Over the coming weeks, the market likely broadens beyond chips if AI capex starts showing up in software, workflow tools, and other complementary spend. That base case weakens if wage pressure or higher rates force a Fed reprice, or if issuance sentiment overwhelms inflows.
Structurally, AI is being treated as a general-purpose technology whose economic impact should spill across sectors, not just the initial hardware beneficiaries. If retirement and passive flows keep supporting equities, the regime favors recurring rotations within an uptrend rather than a one-shot tech mania.
The current equity pullback is a digestion phase after a ferocious rally, especially in semiconductors and AI hardware.
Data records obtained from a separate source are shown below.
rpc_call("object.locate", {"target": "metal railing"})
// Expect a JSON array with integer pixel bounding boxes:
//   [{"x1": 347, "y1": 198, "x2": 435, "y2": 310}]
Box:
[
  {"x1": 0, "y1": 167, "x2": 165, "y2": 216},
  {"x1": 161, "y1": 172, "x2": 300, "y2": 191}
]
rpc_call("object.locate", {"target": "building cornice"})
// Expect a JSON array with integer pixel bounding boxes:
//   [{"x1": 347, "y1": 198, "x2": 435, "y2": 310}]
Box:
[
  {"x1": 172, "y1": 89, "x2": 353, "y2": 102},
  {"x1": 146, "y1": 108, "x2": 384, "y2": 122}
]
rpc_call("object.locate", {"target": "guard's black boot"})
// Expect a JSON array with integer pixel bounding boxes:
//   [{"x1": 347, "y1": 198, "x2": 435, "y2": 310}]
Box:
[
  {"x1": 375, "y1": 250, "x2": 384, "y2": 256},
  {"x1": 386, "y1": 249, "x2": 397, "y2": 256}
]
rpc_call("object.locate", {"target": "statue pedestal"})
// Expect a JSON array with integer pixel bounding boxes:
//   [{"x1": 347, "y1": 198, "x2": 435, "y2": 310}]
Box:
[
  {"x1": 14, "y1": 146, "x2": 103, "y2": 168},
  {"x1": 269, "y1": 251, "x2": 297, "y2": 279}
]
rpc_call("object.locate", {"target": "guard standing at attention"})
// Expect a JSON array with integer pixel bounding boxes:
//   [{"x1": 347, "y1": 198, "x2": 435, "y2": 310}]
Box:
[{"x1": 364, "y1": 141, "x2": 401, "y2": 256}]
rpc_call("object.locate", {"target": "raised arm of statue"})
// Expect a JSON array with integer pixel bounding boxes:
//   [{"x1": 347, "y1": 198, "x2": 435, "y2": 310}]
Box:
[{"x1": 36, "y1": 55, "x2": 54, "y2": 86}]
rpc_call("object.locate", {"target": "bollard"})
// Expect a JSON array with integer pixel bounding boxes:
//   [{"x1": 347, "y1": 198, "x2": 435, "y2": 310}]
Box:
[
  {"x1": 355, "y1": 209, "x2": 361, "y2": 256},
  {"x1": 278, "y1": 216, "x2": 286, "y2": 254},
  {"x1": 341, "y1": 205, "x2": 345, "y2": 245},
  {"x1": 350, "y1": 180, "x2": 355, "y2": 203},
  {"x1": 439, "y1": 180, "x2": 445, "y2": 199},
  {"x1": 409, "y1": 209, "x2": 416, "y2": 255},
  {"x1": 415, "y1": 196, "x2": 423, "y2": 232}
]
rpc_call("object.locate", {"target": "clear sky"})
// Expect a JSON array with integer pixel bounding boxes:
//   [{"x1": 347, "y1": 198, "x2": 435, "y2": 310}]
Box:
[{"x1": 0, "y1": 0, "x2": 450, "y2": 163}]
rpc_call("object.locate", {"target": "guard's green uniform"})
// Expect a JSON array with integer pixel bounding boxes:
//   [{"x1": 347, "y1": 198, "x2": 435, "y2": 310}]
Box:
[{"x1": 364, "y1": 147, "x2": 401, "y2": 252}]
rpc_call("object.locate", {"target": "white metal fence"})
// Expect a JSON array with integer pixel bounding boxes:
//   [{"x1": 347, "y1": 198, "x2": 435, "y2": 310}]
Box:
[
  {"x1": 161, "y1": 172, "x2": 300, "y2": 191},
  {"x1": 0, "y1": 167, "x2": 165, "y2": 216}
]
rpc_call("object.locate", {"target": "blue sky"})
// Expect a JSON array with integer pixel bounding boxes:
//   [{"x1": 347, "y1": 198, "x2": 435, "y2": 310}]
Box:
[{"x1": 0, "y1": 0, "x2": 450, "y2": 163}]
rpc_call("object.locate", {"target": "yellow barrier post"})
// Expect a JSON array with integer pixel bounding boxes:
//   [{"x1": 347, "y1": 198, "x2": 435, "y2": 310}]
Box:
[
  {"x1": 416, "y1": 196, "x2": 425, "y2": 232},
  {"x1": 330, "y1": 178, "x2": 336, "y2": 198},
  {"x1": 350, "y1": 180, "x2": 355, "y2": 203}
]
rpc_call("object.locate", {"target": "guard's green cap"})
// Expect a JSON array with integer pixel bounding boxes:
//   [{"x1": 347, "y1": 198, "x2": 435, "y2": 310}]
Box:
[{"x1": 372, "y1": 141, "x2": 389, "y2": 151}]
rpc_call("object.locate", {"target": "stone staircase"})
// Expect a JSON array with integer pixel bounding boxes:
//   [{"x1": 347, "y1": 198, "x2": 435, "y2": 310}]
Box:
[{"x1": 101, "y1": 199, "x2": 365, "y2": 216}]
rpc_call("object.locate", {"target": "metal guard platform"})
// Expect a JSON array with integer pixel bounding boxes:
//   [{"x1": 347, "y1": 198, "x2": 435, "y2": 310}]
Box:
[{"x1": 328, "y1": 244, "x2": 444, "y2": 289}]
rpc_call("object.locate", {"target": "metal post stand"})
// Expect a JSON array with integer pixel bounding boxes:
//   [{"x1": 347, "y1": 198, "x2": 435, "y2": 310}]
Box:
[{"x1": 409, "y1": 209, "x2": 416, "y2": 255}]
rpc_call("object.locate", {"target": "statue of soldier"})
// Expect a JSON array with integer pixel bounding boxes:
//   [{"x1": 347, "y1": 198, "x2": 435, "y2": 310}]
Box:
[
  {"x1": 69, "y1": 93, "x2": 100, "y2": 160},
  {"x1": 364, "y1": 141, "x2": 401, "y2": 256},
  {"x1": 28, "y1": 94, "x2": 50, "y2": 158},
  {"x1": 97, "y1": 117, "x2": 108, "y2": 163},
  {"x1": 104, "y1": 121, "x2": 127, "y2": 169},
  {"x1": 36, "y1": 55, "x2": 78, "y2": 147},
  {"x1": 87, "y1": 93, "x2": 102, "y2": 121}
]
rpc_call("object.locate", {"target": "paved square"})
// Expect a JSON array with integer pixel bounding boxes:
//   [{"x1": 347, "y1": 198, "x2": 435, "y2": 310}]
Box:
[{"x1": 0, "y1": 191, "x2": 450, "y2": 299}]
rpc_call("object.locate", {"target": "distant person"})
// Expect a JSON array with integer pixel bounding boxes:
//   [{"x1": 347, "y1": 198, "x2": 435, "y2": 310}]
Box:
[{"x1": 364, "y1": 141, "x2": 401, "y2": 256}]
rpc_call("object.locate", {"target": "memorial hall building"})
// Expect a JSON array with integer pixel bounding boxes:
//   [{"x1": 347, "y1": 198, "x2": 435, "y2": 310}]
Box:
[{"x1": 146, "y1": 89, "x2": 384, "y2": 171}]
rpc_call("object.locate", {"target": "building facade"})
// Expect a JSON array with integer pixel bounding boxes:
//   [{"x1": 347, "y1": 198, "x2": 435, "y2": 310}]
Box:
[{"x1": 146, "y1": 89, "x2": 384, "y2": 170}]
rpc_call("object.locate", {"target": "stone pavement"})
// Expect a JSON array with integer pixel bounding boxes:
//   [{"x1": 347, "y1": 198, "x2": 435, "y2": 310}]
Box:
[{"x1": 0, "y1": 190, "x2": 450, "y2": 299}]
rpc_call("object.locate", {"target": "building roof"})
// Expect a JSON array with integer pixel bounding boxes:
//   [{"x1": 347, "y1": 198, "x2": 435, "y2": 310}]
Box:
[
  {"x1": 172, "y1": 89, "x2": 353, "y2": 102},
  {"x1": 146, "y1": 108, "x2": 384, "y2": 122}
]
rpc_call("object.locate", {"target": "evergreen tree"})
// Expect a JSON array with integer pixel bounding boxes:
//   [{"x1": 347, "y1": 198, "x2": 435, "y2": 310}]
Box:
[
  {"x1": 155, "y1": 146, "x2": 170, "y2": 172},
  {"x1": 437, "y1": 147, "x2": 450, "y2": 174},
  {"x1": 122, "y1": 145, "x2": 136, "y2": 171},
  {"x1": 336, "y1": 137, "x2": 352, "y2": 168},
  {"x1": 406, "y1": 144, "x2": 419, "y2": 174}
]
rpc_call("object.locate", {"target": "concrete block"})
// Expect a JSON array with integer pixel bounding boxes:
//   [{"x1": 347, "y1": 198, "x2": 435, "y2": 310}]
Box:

She explicitly calls the move a rally pause and ties it to stretched valuations and sensitivity to uncertainty.
The jobs report should not be read as bad news for the market because it showed labor strength without clear inflation reacceleration.
She argues that good labor data can be positive if it does not force the Fed to tighten its stance.
AI opportunity is broader than semiconductors and should extend into software, workflow redesign, and worker retraining.
She uses the Brynjolfsson internet-era analogy to argue for complementary spending beyond hardware.
What's your interpretation of exactly how we're seeing this equity pullback play out?
Stephanie says the rally has been ferocious, particularly in semiconductors which nearly doubled year-to-date. She attributes the pullback to high expectations and sensitivity to uncertainty in the second half. She disagrees with the negative market reaction to the jobs report, arguing good news can be good news — the labor market strengthened without affirming inflation, and there's no sign of wage inflation firming.
What are some areas that haven't been fully reflective of the AI opportunity?
Stephanie cites a 2002 report from Erik Brynjolfsson showing that for every $1 spent on computer hardware in the internet era, firms spent $9 on complementary investments like retraining, software, and workflow redesign. While it won't be the same 1-to-9 ratio for AI, she believes we're in early innings of that complementary spend — companies expect to increase AI spend per employee by 50% according to an Atlanta Fed survey, and that may not yet be priced into markets.
How should investors think about the massive increase in new stock issuance (SpaceX IPO, Alphabet secondary, etc.) and the potential that this is a seller's market?
Stephanie says investors should buckle up for volatility but notes that since 1990 the number of public companies has halved to 4,000, while structural demand from 401(k) contributions and passive inflows remains strong. She believes the market can digest the new issuance this year with some volatility along the way, so long as there's a reason to invest.